Западная пресса, конечно же, написала о том, что в СССР теперь диктатура из милитариста и члена Политбюро, то есть, нечестивый тандем армии и партии, но эти пропагандистские выкрики имеют мало общего с реальностью. Всё-таки, автономность регионов ограничивается только всесоюзными программами и проектами. Другое дело, что эти программы и проекты иногда затрагивают почти все сферы жизни республик, но они конечны, а ещё, как правило, нацелены на что-то хорошее. Например, как ликбез, ГОЭЛРО, Пятилетки и так далее.

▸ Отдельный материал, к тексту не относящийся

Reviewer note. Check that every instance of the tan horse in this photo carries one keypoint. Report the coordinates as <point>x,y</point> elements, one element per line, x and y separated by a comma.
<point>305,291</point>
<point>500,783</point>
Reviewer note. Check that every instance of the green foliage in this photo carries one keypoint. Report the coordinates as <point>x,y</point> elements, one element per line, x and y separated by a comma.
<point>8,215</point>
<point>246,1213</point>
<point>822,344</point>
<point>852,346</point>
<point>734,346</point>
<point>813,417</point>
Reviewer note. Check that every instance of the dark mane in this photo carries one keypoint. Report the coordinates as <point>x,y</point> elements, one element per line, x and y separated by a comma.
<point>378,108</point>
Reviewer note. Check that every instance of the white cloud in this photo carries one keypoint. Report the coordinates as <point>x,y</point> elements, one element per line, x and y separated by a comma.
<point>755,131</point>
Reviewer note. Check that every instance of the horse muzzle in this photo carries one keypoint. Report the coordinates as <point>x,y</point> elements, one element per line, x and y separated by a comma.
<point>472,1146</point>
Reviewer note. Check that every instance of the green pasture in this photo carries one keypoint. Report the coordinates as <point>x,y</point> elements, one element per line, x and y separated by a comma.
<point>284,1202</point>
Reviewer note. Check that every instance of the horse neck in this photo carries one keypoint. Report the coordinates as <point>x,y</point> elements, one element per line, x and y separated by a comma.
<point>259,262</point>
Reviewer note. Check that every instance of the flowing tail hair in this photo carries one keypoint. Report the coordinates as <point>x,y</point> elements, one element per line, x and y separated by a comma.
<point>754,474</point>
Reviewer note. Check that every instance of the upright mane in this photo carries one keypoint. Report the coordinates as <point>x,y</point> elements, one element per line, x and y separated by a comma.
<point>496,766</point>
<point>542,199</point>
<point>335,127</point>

В каждой союзной республике свои наркоматы, руководство которых назначается республиканскими Советами, но наркоматы напрямую подчиняются СНК СССР, поэтому сохраняется баланс между централизацией и децентрализацией.
При проработке новой модели, Аркадий и Ленин держали в голове опыт Югославии. Повторения её судьбы не хотелось. Расширенная автономия — это хорошо, когда вокруг не враждебная обстановка, но плохо, когда ты ведёшь жестокую войну на истощение.
Экономика Югославии была слабее, поэтому заигралась в кредиты, стала всем должна, а затем МВФ начал навязывать Югославии рыночные реформы, а это была смерть для любого полиэтнического социалистического государства. (1)
Чтобы не допустить подобного, СССР был подчинён плану. Республиканские власти имеют много полномочий в области самоуправления, но заводы и народные предприятия работают по всесоюзному плану, ради всесоюзного блага.
«Война, кстати, заглушила последние голоса недовольных таким положением вещей», — подумал Аркадий. — «Теперь люди готовы позволить правительству очень многое, лишь бы не проиграть в этой войне против всей Европы».
— Если в Нуристане снова всё спокойно, то перейдём к «еврейскому вопросу», — произнёс Сталин. — Что это у вас за идеи такие? И откуда?
— Поток мигрантов создаёт некоторые проблемы на границах, — ответил Аркадий. — Евреи продолжают прибывать из ближнего и дальнего зарубежья, с целью заселиться в Поволжье и Северном Кавказе. И с мест поступают запросы — сформировать регулярные соединения из лиц еврейской национальности для борьбы против немецко-фашистских захватчиков.
— А зачем? — спросил Иосиф Виссарионович. — Пусть вступают в Красную Армию.
— Лимит набора новобранцев из регионов расселения евреев уже исчерпан, — вздохнул Аркадий. — Некоторые переезжают в другие области, чтобы призваться оттуда, но большинство требует расширить набор и сформировать полностью еврейские подразделения.
— Это не объясняет, зачем нам это, — вздохнул Сталин. — Зачем?
— Мы просто предложили, — пожал плечами Аркадий. — Это крайне мотивированные бойцы, ещё и, как правило, с хорошим образованием.
— А что с этими национальными формированиями делать после войны? — спросил Сталин. — Нет, пусть призываются в общем порядке.
— Настаивать не буду, — улыбнулся Аркадий.
*22 августа 1940 года*
— Какие у нас общие потери? — спросил Михаил Иванович Калинин.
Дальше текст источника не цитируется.